January 20, 2020

Three Key Stakeholders You May Have Forgotten

Three Key Stakeholders You May Have Forgotten

Stakeholders are commonly verbose with opinions regarding the Project process and overall development lifecycle. However, there are some silent stakeholders whose value should be taken under keen consideration. These are:

The Business Mission - What we do, who we do it for, and why we are different from other providers of similar products or services.

    In our excitement for something new, we risk forgetting the business mission which is the most important and sometimes a silent stakeholder of the project. If what we create doesn’t serve the mission, it may be excellent work but so what?

    One way to ensure this stakeholder is included is to document the chain of strategies. First the business strategy, then the goals & objective’s strategies for a stated time period, the project strategy to support those goals and objectives and finally the design strategy. Make it a simple visual so you can share it with the team.

    Business Process Flow - The current way we work needs to stay stable until you intentionally want to change it. Intentional is the keyword. So many technology projects don’t identify how they are unintentionally changing the ways of working. Many times, it’s because those involved with the project don’t know they are impacting the current process.

    Once again, the best way to share the current state with the critical members of the project team is to document how the process works today.
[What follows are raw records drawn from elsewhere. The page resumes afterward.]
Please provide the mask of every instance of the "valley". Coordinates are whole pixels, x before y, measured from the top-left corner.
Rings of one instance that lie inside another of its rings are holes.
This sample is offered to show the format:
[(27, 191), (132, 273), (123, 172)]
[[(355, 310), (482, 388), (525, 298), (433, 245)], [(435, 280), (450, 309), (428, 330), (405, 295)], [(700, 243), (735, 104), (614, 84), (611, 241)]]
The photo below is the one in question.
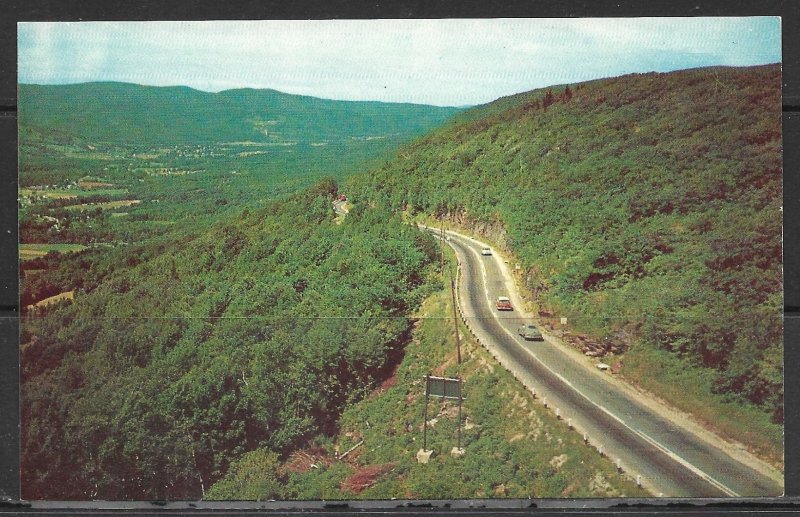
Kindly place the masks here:
[[(780, 494), (614, 387), (657, 369), (645, 389), (752, 415), (744, 446), (782, 467), (779, 78), (633, 74), (471, 109), (22, 85), (25, 497)], [(514, 263), (478, 273), (497, 257), (415, 222)], [(576, 350), (531, 359), (520, 314)], [(472, 426), (451, 456), (453, 407), (431, 404), (429, 465), (427, 373), (464, 376)]]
The team can continually refer back to this document as they design technology and identify areas that will change the way of working.

    Systems and Data Flow - The current applications, their integration points, data stores, business rules, filters, algorithms, and all the versions of moving data around the system. This is part of the current process and the ways of working, however, they tend to be forgotten because they work silently every day. When we introduce new technology we can again unintentionally change the way our systems work. It’s better to document the current system’s ways of working and intentionally make changes.

    Two primary advantages emerge from the inclusion of these three key and sometimes silent stakeholders.

    1. You will build technology components and only the technology components that serve your ultimate mission. For some of us, technology is interesting, exciting, and we like what’s new. None of those things matter. What matters is serving our mission.
    2. You will intentionally create change in your systems and your organization’s ways of working. There is high value in stabilizing some aspects of organizations and reducing surprises, especially the negative ones when we change systems and processes with purpose.